一身白色長袍,儒雅中又透出幾分掩蓋不住的威嚴。見秦涯等人來到,暮雲烈擡起雙眸,第一眼便望向了秦涯,“秦教師,久仰了。”
“見過暮帥。”
秦涯淡淡一笑,不卑不亢,神色如常,彷彿是在對待一位久見的老友一般,甚至,他的目光望向暮雲烈,其中還透着一股審視之色。
這一幕,讓暮雪,暮耀,風鈴三人看得有些傻眼了,那可是帝都最具權勢的人之一,而且還是一名超凡強者,秦涯態度居然如此隨便。
“哦,有意思。”
暮雲烈眼中閃過一絲驚異之色,曾經也有不少人在自己面前裝腔作勢,努力裝出一副淡定從容,無所謂的模樣,可那種把戲又如何能滿得過他呢,再高明的演員,也會在他面前原形畢露。
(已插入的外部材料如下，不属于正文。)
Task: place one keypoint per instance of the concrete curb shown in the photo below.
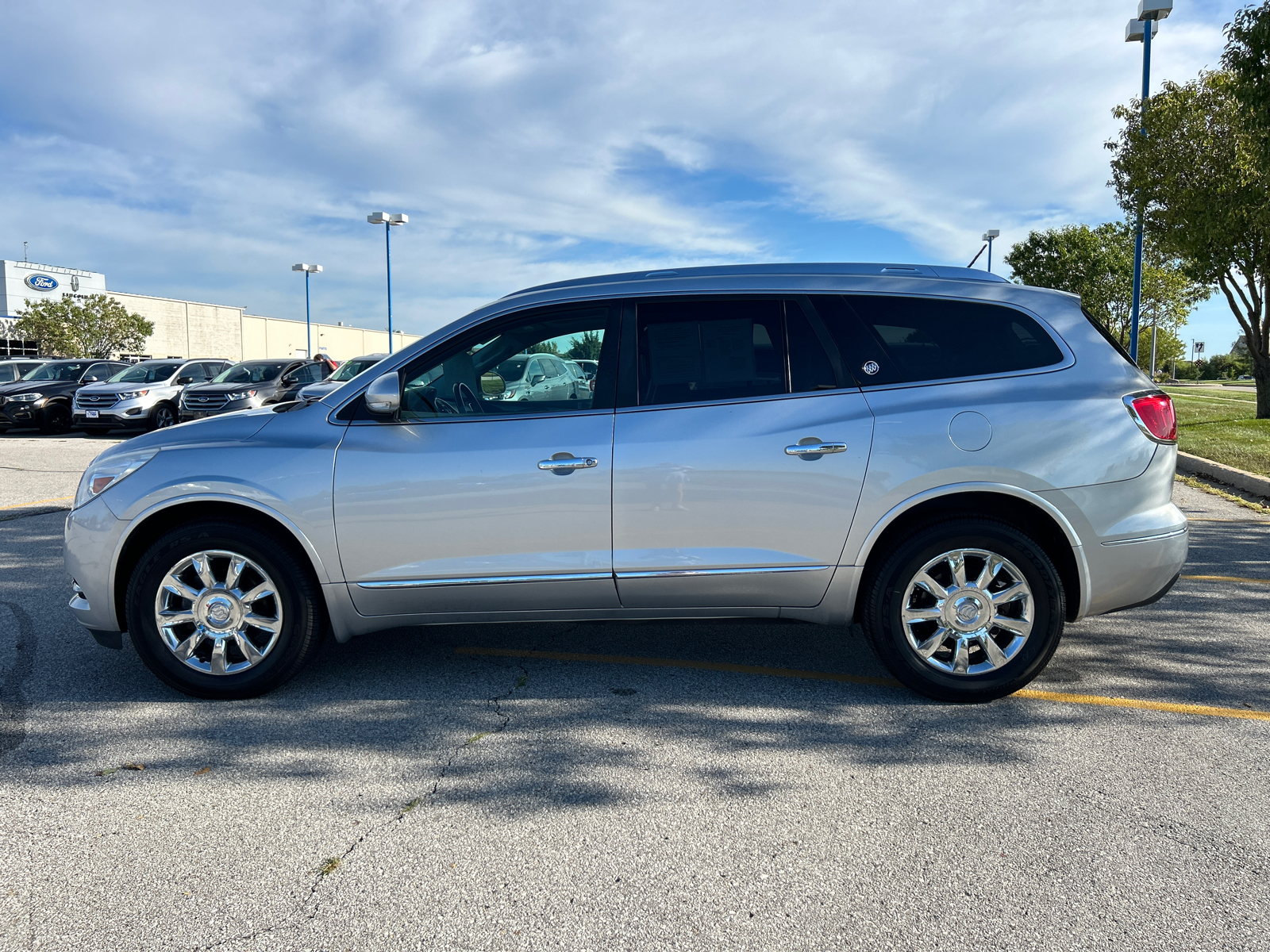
(1240, 479)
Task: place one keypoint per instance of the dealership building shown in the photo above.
(183, 329)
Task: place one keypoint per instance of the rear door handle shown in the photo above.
(816, 448)
(569, 463)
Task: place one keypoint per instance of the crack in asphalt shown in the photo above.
(505, 719)
(13, 702)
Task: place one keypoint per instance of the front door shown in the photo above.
(475, 498)
(738, 469)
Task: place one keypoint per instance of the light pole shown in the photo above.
(1141, 31)
(387, 221)
(988, 236)
(309, 336)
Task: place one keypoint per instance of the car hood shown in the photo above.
(42, 386)
(215, 431)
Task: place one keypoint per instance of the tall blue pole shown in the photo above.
(387, 264)
(1137, 243)
(309, 333)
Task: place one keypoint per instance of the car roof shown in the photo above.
(852, 268)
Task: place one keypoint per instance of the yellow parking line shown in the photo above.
(1227, 578)
(1240, 714)
(1143, 704)
(38, 501)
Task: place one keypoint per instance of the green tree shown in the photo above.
(97, 327)
(1098, 264)
(1195, 168)
(587, 347)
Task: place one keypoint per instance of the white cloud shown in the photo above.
(200, 152)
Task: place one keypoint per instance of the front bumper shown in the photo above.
(92, 539)
(14, 414)
(194, 414)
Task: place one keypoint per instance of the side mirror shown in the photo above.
(384, 395)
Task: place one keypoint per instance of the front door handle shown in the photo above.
(816, 448)
(569, 463)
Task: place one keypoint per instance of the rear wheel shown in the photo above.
(55, 420)
(219, 609)
(964, 609)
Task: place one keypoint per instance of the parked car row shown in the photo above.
(98, 397)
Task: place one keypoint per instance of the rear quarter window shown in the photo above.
(937, 340)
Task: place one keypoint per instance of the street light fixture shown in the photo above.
(1141, 31)
(988, 236)
(387, 221)
(309, 336)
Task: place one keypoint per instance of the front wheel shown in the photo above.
(219, 609)
(964, 609)
(163, 416)
(55, 420)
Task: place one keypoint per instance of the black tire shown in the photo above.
(886, 589)
(163, 416)
(304, 619)
(55, 420)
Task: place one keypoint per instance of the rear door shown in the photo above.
(719, 495)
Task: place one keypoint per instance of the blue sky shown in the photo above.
(198, 152)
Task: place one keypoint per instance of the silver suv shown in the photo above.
(144, 397)
(959, 463)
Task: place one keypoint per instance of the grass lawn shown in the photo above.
(1222, 425)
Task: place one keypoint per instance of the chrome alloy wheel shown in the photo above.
(967, 612)
(219, 612)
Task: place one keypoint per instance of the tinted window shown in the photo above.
(933, 340)
(309, 374)
(810, 366)
(695, 351)
(492, 372)
(249, 374)
(145, 374)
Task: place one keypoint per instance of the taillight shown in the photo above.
(1155, 414)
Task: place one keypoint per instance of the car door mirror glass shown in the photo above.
(492, 384)
(384, 395)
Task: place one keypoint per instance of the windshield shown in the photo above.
(351, 368)
(57, 371)
(145, 374)
(249, 374)
(512, 370)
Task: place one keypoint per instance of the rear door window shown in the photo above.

眼前的這個少年,暮雲烈看得出,他絕對不是在演戲,不論是語氣,神色,動作等各方面都毫無做作之感,而是完全把自己放在與他平等的位置上對待,這讓他對眼前這個初次見面的少年多出了幾分驚訝,幾分讚歎,也有幾分惱怒。
驚訝於對方的淡然處之,讚歎於對方的膽識氣魄,但也惱怒於對方的這種態度,自己可是帝國中高高在上的強權人物,爲帝國立下無數的戰功,一個少年,如此態度,憑何倚仗?
秦涯可沒想到自己隨隨便便的問候,在短短呼吸間居然會讓眼前的暮雲烈想了這麼多事。
在前世,不論是地位,實力,名望,各方面比暮雲烈還要高的人大有所在,而這些人,在丹尊面前,也不敢輕易擺架子,都是平輩論交
。
“時常聽雪兒提起你,今日一見,果然是儀表堂堂,氣度不凡。”暮雲烈笑道:“雪兒在學府中,真是承蒙你關照了,我謝過了。”
“在下本職工作所在,不必言謝。”
“聽雪兒說,秦教師的丹道高深莫測,就連柳青也甘拜下風,故而她才特意請你來爲我解毒了,她行此冒昧之事,還望見諒。”暮雲烈道。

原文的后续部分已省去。